Exploring bacterial metabolites in microbe-human host dialogue and their therapeutic potential in Alzheimer's diseases.

Abstract

Neurological dysfunction in association with aging, dementia, and cognitive impairment is the major cause of Alzheimer's disease (AD). Current AD therapies often yield unsatisfactory results due to their poor mechanism in treating the underlying mechanism of the disease. Recent studies suggested that metabolites from the gut microbiota facilitate brain-gut communication. A systematic network pharmacology study and the structure- and analog-based approaches are employed to investigate the metabolites produced by gut microbiota to treat AD. The microbiota metabolites available in the gutMGene database were considered in this study.

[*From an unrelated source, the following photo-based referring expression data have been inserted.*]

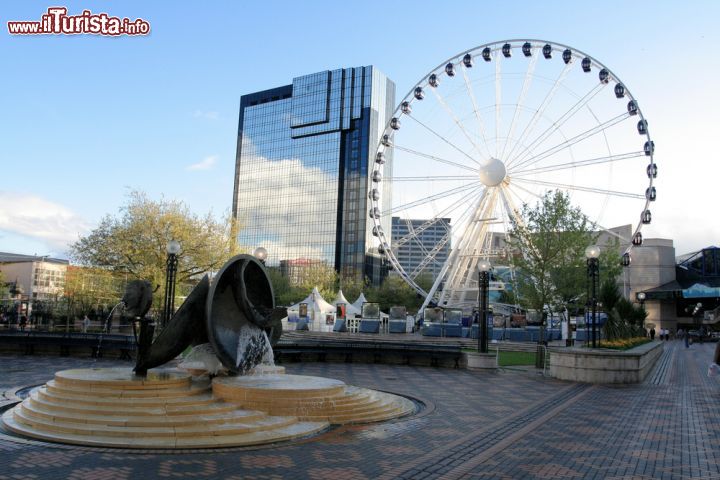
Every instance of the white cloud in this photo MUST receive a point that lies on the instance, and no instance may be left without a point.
(286, 205)
(206, 115)
(205, 164)
(40, 219)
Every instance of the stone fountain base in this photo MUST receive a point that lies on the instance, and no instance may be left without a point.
(112, 407)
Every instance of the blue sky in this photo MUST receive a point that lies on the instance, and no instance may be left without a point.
(86, 119)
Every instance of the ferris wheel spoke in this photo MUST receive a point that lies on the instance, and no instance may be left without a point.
(431, 256)
(476, 110)
(520, 223)
(599, 228)
(434, 178)
(600, 128)
(464, 153)
(443, 213)
(435, 158)
(530, 127)
(498, 102)
(457, 121)
(431, 198)
(576, 163)
(521, 101)
(513, 185)
(557, 124)
(582, 188)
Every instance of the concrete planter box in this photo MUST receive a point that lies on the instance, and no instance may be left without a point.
(603, 365)
(480, 361)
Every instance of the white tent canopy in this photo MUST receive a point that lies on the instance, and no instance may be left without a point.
(350, 309)
(317, 306)
(358, 303)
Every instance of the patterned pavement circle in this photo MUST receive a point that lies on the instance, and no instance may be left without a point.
(507, 424)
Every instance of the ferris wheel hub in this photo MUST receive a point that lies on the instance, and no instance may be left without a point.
(492, 172)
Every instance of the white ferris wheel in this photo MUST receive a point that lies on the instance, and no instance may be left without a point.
(492, 129)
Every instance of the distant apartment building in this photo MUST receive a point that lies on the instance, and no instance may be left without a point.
(30, 278)
(421, 246)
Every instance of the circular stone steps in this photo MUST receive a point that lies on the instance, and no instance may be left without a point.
(165, 410)
(168, 409)
(311, 398)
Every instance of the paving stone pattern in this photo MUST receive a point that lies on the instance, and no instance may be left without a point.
(503, 425)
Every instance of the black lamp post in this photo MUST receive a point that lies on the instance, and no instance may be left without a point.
(173, 248)
(484, 282)
(641, 298)
(261, 254)
(592, 253)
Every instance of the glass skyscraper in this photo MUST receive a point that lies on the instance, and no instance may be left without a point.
(301, 171)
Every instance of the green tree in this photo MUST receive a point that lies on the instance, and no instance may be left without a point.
(624, 319)
(552, 237)
(4, 291)
(134, 241)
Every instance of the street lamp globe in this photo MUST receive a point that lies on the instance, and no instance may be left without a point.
(484, 265)
(173, 247)
(260, 253)
(593, 251)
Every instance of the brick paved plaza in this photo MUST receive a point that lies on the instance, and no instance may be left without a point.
(505, 425)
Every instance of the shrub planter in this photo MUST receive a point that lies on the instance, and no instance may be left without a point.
(480, 361)
(598, 365)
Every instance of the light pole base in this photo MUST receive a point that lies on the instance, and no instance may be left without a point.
(481, 361)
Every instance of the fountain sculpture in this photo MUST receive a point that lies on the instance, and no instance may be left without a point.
(232, 320)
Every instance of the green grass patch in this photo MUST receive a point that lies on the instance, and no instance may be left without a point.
(508, 359)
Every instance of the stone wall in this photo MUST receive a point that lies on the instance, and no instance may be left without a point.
(604, 366)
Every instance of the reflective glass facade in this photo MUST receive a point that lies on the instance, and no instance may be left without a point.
(301, 173)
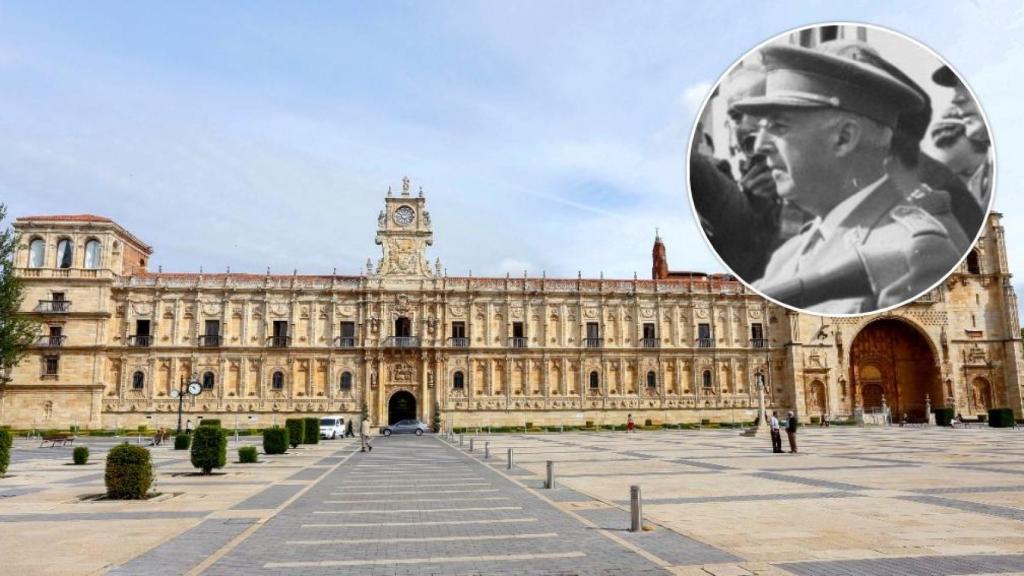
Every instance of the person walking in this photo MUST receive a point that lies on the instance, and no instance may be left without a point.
(365, 436)
(776, 436)
(791, 432)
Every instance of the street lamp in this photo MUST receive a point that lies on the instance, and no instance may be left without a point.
(194, 388)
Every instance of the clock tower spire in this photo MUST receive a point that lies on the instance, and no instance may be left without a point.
(403, 234)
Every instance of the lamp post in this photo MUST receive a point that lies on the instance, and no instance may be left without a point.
(193, 388)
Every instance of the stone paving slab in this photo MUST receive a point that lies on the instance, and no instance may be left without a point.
(185, 551)
(920, 566)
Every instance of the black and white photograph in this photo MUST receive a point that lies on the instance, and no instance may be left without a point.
(841, 169)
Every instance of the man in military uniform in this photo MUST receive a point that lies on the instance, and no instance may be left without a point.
(963, 140)
(826, 128)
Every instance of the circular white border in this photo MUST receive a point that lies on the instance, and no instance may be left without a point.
(985, 215)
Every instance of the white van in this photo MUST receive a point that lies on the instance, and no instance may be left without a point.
(333, 426)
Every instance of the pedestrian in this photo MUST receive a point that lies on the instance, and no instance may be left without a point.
(365, 436)
(791, 432)
(776, 437)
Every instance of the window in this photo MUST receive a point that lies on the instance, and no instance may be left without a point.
(65, 251)
(51, 366)
(211, 333)
(402, 327)
(704, 335)
(347, 338)
(93, 251)
(758, 335)
(37, 252)
(973, 265)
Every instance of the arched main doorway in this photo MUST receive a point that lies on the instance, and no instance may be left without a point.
(400, 407)
(891, 360)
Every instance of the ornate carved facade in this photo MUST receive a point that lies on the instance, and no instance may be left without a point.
(406, 338)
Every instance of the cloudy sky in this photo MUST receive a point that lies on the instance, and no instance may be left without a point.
(546, 135)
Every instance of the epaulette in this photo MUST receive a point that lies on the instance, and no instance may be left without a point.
(933, 201)
(918, 221)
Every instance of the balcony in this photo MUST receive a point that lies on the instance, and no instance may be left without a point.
(401, 342)
(279, 341)
(50, 341)
(53, 306)
(140, 340)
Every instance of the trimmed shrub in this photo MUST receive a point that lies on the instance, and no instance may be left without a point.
(311, 430)
(182, 442)
(248, 455)
(274, 441)
(6, 439)
(1000, 417)
(943, 416)
(209, 448)
(129, 472)
(296, 428)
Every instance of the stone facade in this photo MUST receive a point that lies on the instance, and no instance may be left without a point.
(407, 339)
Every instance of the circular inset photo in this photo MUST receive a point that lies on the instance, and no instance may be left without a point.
(841, 169)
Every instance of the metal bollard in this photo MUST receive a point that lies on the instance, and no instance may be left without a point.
(636, 511)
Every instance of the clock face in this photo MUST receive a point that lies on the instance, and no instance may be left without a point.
(403, 215)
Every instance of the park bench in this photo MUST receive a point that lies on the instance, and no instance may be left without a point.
(61, 439)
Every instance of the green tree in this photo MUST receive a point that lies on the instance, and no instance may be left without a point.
(16, 332)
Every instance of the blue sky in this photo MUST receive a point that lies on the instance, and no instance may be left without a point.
(546, 135)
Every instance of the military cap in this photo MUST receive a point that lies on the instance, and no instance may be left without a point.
(803, 78)
(911, 123)
(945, 76)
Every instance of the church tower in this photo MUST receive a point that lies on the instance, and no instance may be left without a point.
(403, 233)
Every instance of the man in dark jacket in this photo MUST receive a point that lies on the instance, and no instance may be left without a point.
(791, 432)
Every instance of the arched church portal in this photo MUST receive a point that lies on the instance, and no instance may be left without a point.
(401, 406)
(891, 362)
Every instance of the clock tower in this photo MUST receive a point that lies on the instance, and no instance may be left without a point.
(403, 233)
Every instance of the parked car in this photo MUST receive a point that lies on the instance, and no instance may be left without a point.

Two servers, namely Swiss Target Prediction (STP) and Similarity Ensemble Approach (SEA), were used to identify the possible AD targets for the selected metabolites. Detailed KEGG pathway and Gene Ontology (GO) analysis on identified hub genes highlighted the importance of IL6, AKT1, and GSK3B in AD pathophysiology. MMTSp (Microbiota Metabolites Target Signaling pathways) network analysis elucidated that there is a strong relationship with microbiota (Paraprevotella xylaniphila YIT 11841, Bifidobacterium dentium, Paraprevotella clara YIT 11840, Enterococcus sp. 45, Bacteroides sp. 45, Bacillus sp. 46, Escherichia sp. 33, Enterococcus casseliflavus, Bacteroides uniformis, Alistipes indistinctus YIT 12060, Bacteroides ovatus, Escherichia sp. 12, and Odoribacter laneus YIT 12061) and AD pathogenesis. In addition to this, we performed molecular docking to study the metabolite interactions in the AD drug targets. The ADME/T properties of these metabolites were also calculated and the results are discussed in detail.